Asia shares sink on recession fears
Stocks fell in Asia on Friday amid fears of an economic downturn as monetary policy tightens to fight high inflation.
Japanese shares slid about 2%, but China and Hong Kong managed to buck the regional trend with a steady open. US equity futures stabilised and made modest gains after the S&P 500 closed at its lowest since December 2020.
Treasuries extended a period of marked volatility, lifting the 10-year yield to about 3.27%. The dollar bounced from its worst two-day drop since 2020.
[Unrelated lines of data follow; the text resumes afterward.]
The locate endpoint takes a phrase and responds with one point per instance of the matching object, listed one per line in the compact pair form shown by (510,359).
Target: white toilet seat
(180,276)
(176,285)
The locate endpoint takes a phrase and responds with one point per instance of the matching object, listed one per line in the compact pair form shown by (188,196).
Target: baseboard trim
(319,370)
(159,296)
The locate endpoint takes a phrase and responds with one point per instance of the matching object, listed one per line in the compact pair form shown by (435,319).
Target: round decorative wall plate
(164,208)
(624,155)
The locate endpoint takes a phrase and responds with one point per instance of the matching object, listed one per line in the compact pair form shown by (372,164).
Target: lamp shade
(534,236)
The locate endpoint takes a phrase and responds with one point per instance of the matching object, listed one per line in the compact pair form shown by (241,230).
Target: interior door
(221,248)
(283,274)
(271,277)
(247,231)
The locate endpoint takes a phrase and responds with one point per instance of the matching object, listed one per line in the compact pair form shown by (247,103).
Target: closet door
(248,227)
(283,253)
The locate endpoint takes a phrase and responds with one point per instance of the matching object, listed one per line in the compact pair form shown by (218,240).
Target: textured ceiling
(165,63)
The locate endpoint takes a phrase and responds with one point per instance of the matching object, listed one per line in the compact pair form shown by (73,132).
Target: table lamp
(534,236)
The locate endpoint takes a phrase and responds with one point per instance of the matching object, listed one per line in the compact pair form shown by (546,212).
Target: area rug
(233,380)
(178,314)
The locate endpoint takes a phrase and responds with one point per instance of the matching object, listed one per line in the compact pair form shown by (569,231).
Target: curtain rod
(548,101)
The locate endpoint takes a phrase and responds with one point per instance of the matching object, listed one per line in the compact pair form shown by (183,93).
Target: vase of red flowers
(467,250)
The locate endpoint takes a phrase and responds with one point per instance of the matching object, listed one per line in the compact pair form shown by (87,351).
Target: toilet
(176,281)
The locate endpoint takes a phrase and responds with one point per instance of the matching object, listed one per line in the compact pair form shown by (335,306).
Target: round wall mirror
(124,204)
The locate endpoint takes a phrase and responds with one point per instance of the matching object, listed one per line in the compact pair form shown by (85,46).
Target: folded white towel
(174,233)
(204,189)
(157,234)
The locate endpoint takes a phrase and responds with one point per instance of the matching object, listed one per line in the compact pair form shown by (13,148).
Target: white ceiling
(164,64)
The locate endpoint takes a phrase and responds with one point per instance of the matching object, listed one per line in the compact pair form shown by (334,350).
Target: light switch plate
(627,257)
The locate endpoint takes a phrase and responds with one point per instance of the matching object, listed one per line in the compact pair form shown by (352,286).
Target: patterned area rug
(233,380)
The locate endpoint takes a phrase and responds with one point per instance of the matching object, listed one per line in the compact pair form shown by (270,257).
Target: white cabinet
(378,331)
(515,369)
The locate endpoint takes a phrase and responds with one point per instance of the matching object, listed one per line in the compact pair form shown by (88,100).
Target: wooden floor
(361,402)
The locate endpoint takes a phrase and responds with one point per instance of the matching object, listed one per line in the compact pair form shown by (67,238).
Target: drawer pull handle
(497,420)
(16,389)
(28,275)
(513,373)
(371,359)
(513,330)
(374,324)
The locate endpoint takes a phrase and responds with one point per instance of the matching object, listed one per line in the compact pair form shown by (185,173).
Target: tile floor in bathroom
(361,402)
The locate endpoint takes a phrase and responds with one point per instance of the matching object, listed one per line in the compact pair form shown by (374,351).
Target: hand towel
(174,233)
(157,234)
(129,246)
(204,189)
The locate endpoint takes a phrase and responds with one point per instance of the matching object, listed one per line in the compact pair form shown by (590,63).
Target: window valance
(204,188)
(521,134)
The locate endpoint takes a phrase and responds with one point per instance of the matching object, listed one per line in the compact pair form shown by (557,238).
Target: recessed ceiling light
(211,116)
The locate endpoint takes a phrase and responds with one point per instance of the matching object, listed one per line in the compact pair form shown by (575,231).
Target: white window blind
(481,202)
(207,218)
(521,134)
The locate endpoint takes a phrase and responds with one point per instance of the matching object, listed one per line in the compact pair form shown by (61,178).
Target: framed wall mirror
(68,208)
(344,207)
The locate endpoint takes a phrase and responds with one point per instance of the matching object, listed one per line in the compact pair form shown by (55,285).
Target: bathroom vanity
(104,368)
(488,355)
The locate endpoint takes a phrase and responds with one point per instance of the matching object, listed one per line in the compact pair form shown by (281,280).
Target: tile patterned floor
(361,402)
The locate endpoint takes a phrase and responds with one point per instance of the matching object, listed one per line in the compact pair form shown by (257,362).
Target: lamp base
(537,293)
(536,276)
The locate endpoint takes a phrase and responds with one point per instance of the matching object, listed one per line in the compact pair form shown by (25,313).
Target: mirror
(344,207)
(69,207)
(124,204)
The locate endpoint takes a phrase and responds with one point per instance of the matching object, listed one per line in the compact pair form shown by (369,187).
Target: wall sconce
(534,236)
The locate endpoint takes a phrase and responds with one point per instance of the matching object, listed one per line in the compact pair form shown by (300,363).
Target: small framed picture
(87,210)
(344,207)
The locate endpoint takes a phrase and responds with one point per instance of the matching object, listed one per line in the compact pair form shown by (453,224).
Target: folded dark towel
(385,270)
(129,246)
Markets are rounding off a week buffeted by interest-rate increases, including the Federal Reserve’s biggest move since 1994, a shock Swiss National Bank hike that energized the franc and the latest boost in UK borrowing costs.
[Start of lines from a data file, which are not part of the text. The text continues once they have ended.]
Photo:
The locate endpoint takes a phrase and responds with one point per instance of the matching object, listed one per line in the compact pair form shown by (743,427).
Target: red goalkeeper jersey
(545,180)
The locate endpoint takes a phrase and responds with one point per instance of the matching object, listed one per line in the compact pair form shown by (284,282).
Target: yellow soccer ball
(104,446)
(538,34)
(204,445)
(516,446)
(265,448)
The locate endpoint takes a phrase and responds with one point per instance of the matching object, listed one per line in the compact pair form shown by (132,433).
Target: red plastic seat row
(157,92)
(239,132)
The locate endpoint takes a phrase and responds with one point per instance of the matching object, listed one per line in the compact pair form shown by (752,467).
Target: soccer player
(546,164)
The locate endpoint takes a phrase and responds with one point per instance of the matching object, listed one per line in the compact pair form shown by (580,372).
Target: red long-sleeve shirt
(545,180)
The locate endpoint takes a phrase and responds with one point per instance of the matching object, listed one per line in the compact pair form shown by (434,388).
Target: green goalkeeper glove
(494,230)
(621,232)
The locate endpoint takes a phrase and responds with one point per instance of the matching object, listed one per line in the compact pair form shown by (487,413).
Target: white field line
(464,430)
S&P 500 futures rose 0.5% and Nasdaq 100 futures increased 0.6%. Euro Stoxx 50 futures dipped 0.2%.
Japan’s Topix index was down 2.1%, Australia’s S&P/ASX 200 dropped 2.3%, South Korea’s Kospi retreated 0.9%, Hong Kong’s Hang Seng index added 0.5%, and China’s Shanghai Composite fell 0.1%.
Overnight, stocks tumbled on Wall Street as worries roared back to the fore that the world’s fragile economy may buckle under higher interest rates.
The S&P 500 fell 3.3% in a widespread rout, the Dow Jones Industrial Average lost 2.4% and was briefly down more than 900 points, while the Nasdaq composite sank 4.1%. It was the sixth loss for the S&P 500 in its last seven tries, and all but 3% of the stocks in the index dropped.